Position Summary
We are seeking a highly skilled and experienced Senior Data Engineer with a consulting background to join our team. In this role, you will design, build, and optimise scalable data solutions that drive business insights for our clients. You will work with modern cloud technologies, specifically leveraging Microsoft Azure products, and apply your expertise in SQL, Python, Spark, and Terraform. The ideal candidate has a deep understanding of lakehouse and medallion architecture, data modelling, creating and configuring ETL/ELT pipelines, and securing networks for private connectivity.
This role requires a hands-on engineer who can lead data projects, consult with stakeholders, and deliver high-performance data platforms that meet security, compliance, and business requirements.
The SeniorData Engineer has responsibility for the following:
Consulting & Stakeholder Collaboration: Work closely with clients and internal teams to gather requirements in technical and pre-sales engagements, define project scope, and deliver data solutions that align with business objectives. You may also be required to lead or support the delivery of technical workshops to customers.
Data Pipeline Development & Optimization: Design, implement, and optimise robust ETL/ELT workflows to ingest, transform, and process large volumes of data, utilizing tools like Azure Data Factory, Azure Synapse Analytics, and Databricks.
Cloud Platform Expertise: Architect, deploy, and manage data solutions on Azure, including Azure Data Lake, Azure Databricks, Azure Synapse, and Azure Log Analytics.
- Data Modelling & Architecture: Implement scalable data models and architectures, with a strong focus on lakehouse and medallion architectures to enable efficient and structured data analysis.
- Efficient Data Storage & Lifecycle Management: Implement and manage data storage solutions that ensure efficient use of resources, incorporating data lifecycle management strategies to optimise storage costs, archive unused data, and comply with data retention policies.
- Job Orchestration: Configure and manage Databricks jobs, ensuring efficient execution and optimization of data workflows.
- CI/CD & DevOps: Lead efforts to automate data pipeline deployments using Azure DevOps, CI/CD pipelines, and Terraform for infrastructure-as-code.
- Networking: Design and configure secure networking for data solutions, ensuring data protection, compliance, and best practices across the stack.
- Performance Tuning: Monitor and optimise system performance, ensuring high availability and efficient processing times for all data platforms.

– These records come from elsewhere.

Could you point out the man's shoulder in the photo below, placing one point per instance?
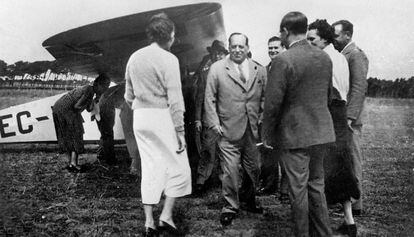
(219, 65)
(357, 52)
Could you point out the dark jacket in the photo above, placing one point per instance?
(296, 111)
(358, 70)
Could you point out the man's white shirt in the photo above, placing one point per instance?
(340, 71)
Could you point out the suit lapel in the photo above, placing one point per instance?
(349, 48)
(252, 75)
(233, 73)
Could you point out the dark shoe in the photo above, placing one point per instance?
(73, 168)
(150, 232)
(165, 227)
(356, 212)
(198, 190)
(251, 208)
(226, 218)
(265, 192)
(349, 230)
(284, 198)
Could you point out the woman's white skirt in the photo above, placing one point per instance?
(163, 170)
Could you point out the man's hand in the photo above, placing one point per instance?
(218, 130)
(350, 121)
(266, 145)
(181, 142)
(198, 125)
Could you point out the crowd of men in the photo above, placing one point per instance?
(270, 126)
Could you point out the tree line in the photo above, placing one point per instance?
(35, 69)
(399, 88)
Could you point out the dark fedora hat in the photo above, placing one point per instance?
(217, 45)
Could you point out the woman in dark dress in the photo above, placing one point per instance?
(68, 119)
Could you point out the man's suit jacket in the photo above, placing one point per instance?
(231, 103)
(296, 111)
(358, 69)
(201, 89)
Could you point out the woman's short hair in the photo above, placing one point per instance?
(159, 28)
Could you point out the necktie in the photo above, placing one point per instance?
(242, 77)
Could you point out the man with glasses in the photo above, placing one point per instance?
(297, 117)
(233, 104)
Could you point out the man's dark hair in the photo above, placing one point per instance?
(273, 38)
(237, 33)
(159, 28)
(347, 27)
(324, 30)
(102, 79)
(295, 22)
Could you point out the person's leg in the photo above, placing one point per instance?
(126, 116)
(348, 218)
(284, 184)
(250, 164)
(74, 158)
(149, 218)
(318, 209)
(230, 163)
(296, 164)
(356, 155)
(207, 156)
(269, 172)
(106, 144)
(69, 156)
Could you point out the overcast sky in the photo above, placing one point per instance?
(383, 29)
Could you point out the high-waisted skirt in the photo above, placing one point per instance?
(163, 170)
(341, 183)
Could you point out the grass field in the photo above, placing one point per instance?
(39, 198)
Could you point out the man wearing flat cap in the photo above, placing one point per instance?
(207, 141)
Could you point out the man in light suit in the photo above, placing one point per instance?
(358, 69)
(297, 118)
(233, 104)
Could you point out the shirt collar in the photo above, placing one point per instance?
(347, 46)
(294, 42)
(329, 48)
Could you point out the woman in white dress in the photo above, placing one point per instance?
(153, 90)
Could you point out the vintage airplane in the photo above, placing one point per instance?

- Cross-functional Collaboration: Work closely with other team members, such as data analysts, analytics engineers, and FinOps analysts, to ensure the delivery of high-quality, reliable, and scalable data products, facilitating seamless access to clean and well-modelled data for reporting and advanced analytics.
- Documentation & Best Practices: Ensure all solutions are well-documented, and actively contribute to the definition of data engineering best practices, coding standards, and processes.
Behavioural competencies - Organisational and Behavioural Fit
- You have a positive mindset: you're excited by unfamiliar challenges and learning new things
- You’re an enthusiastic self-starter, eager to learn a wide variety of technologies and apply them to real-world customer problems
- You are comfortable and experienced in talking to and working with senior stakeholders
- You keep up to date on new technologies and trends
- A methodical and logical approach to problems
- An understanding of the ethics of gathering and working with data
Critical competencies - Technical Fit
- Extensive experience with Power BI, with understanding of workspace administration, capacity management, and licensing
- Strong knowledge of SQL and data warehouse and lakehouse design methodologies (i.e. STAR schema approach and medallion architecture); and experience applying this to real-world data modelling scenarios by developing raw data to create databases, tables, and views for analytics
- Background working with programming (such as Python and/or R) and scripting languages (e.g. PowerShell) for statistical analysis, automation, and working with APIs
- Comfortable accessing, transforming, analysing, and modelling data using big data frameworks such as Spark with e.g. PySpark or Sparklyr
- Capable of researching and developing machine learning models and approaches for deploying models into production for real-world applications
- Understanding of a variety of approaches to data platforms (e.g. Data Lake, Data Mesh, Data Warehouse, streaming, batch processing)
- Knowledge of security, GDPR and PII data handling principles
Experience with the following technologies is desirable:
- 5+ years of experience in data engineering or a related role, with consulting experience preferred.
- Expertise in SQL, Python, and Spark for data processing and analysis.
- Strong experience with Azure Data services including: Azure Databricks, Azure Synapse Analytics, Azure Data Factory, Azure Data Lake Storage, Azure Log Analytics
- Deep understanding of data warehousing, data lakes, data mesh, lakehouse architecture (with medallion architecture design principles), and streaming and batch processing.
- Extensive experience with data modeling, ETL/ELT pipeline design, and pipeline optimisation.
- Proficiency with CI/CD pipelines, Azure DevOps, and infrastructure automation tools like Terraform.
- Knowledge of secure networking configurations and best practices in cloud data environments.
- Demonstrated ability to manage and optimise Databricks jobs and large-scale distributed systems.
- Security, GDPR and PII data handling principles